[PATCH] Check type size for doloop iv on BITS_PER_WORD [PR61837]
Richard Biener
rguenther@suse.de
Mon Jul 12 08:57:14 GMT 2021
On Mon, 12 Jul 2021, guojiufu wrote:
> On 2021-07-12 14:20, Richard Biener wrote:
> > On Fri, 9 Jul 2021, Segher Boessenkool wrote:
> >
> >> On Fri, Jul 09, 2021 at 08:43:59AM +0200, Richard Biener wrote:
> >> > I wonder if there's a way to query the target what modes the doloop
> >> > pattern can handle (not being too familiar with the doloop code).
> >>
> >> You can look what modes are allowed for operand 0 of doloop_end,
> >> perhaps? Although that is a define_expand, not a define_insn, so it is
> >> hard to introspect.
> >>
> >> > Why do you need to do any checks besides the new type being able to
> >> > represent all IV values? The original doloop IV will never wrap
> >> > (OTOH if niter is U*_MAX then we compute niter + 1 which will become
> >> > zero ... I suppose the doloop might still do the correct thing here
> >> > but it also still will with a IV with larger type).
>
> The issue comes from U*_MAX (original short MAX), as you said: on which
> niter + 1 becomes zero. And because the step for doloop is -1; then, on
> larger type 'zero - 1' will be a very large number on larger type
> (e.g. 0xff...ff); but on the original short type 'zero - 1' is a small value
> (e.g. "0xff").
But for the larger type the small type MAX + 1 fits and does not yield
zero so it should still work exactly as before, no? Of course you
have to compute the + 1 in the larger type.
> >>
> >> doloop_valid_p guarantees it is simple and doesn't wrap.
> >>
> >> > I'd have expected sth like
> >> >
> >> > ntype = lang_hooks.types.type_for_mode (word_mode, TYPE_UNSIGNED
> >> > (ntype));
> >> >
> >> > thus the decision made using a mode - which is also why I wonder
> >> > if there's a way to query the target for this. As you say,
> >> > it _may_ be fast, so better check (somehow).
>
>
> I was also thinking of using hooks like type_for_size/type_for_mode.

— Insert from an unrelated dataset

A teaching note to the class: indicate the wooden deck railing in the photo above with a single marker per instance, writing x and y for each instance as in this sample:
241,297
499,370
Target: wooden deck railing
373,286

> /* Use type in word size may fast. */
> if (TYPE_PRECISION (ntype) < BITS_PER_WORD
> && Wi::ltu_p (niter_desc->max, wi::to_widest (TYPE_MAX_VALUE
> (ntype))))
> {
> ntype = lang_hooks.types.type_for_size (BITS_PER_WORD, 1);
> base = fold_convert (ntype, base);
> }
>
> As you pointed out, this does not query the mode from targets.
> As Segher pointed out "doloop_end" checks unsupported mode, while it seems
> not easy to use it in tree-ssa-loop-ivopts.c.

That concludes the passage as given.